The Kalman filter operates with the concept of the system state vector (a set of parameters describing the state of the system at some point in time) and its statistical description. In the general case, the dynamics of some state vector is described by the probability densities of the distribution of its components at each moment of time. If there is a certain mathematical model of the observations of the system, as well as a model of a priori change in the parameters of the state vector (namely, as a Markov forming process), it is possible to write an equation for the a posteriori probability density of the state vector at any time. This differential equation is called the Stratonovich equation. The Stratonovich equation in general form is not solved. An analytical solution can be obtained only in the case of a number of restrictions (assumptions):

Gaussian a priori and a posteriori probability densities of the state vector at any time (including the initial one)
Gaussian shaping noise
Gaussianity of observation noise
observation noise whiteness
observation model linearity
linearity of the model of the forming process (which, we recall, must be a Markov process)

The classical Kalman filter is an equation for calculating the first and second moments of the posterior probability density (in the sense of the vector of mathematical expectations and the matrix of variances, including mutual ones) under given constraints. Since, for a normal probability density, the expectation and the variance matrix completely define the probability density, we can say that the Kalman filter calculates the posterior probability density of the state vector at each point in time. This means that it completely describes the state vector as a random vector quantity.
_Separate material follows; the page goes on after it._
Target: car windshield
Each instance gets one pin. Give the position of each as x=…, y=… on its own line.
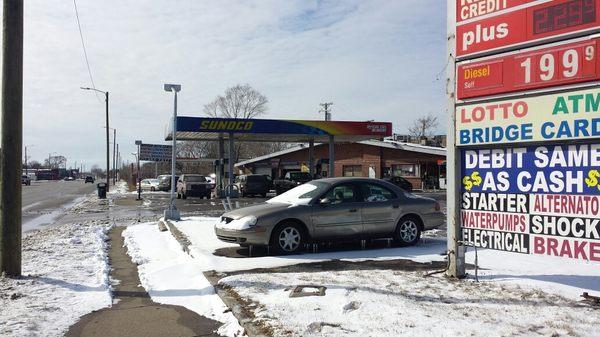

The calculated values of mathematical expectations in this case are optimal estimates according to the criterion of root-mean-square error, which causes its wide application.

There are several varieties of the Kalman filter, which differ in approximations and tricks that have to be applied to reduce the filter to the described form and reduce its dimension:

Extended Kalman filter (EKF, Extended Kalman filter). Reconciliation of Nonlinear Observation Models and the Formative Process by Linearization via Taylor Series Expansion.
Unscented Kalman filter (UKF). It is used in problems in which simple linearization leads to the destruction of useful links between the components of the state vector. In this case, the "linearization" is based on an unscented -transform.
Ensemble Kalman filter (EnKF). Used to reduce the dimension of the problem.
Variants with a non-linear additional filter are possible, which make it possible to reduce non-Gaussian observations to normal ones.
There are options with a "whitening" filter that allows you to work with "colored" noise
etc.

Used dynamic system model

Kalman filters are based on time-sampled linear dynamical systems. Such systems are modeled by Markov chains using linear operators and terms with normal distribution. The state of the system is described by a vector of finite dimension - the state vector. At each time step, the linear operator acts on the state vector and transfers it to another state vector (deterministic state change), some normal noise vector (random factors) and, in the general case, a control vector that simulates the impact of the control system are added. The Kalman filter can be viewed as an analogue of hidden Markov models, with the difference that the variables describing the state of the system are elements of an infinite set of real numbers (in contrast to the finite set of the state space in hidden Markov models). In addition, hidden Markov models can use arbitrary distributions for subsequent state vector values, in contrast to the Kalman filter, which uses a normally distributed noise model. There is a strict relationship between the equations of the Kalman filter and the hidden Markov model. A review of these and other models is given by Roweis and Chahramani (1999) .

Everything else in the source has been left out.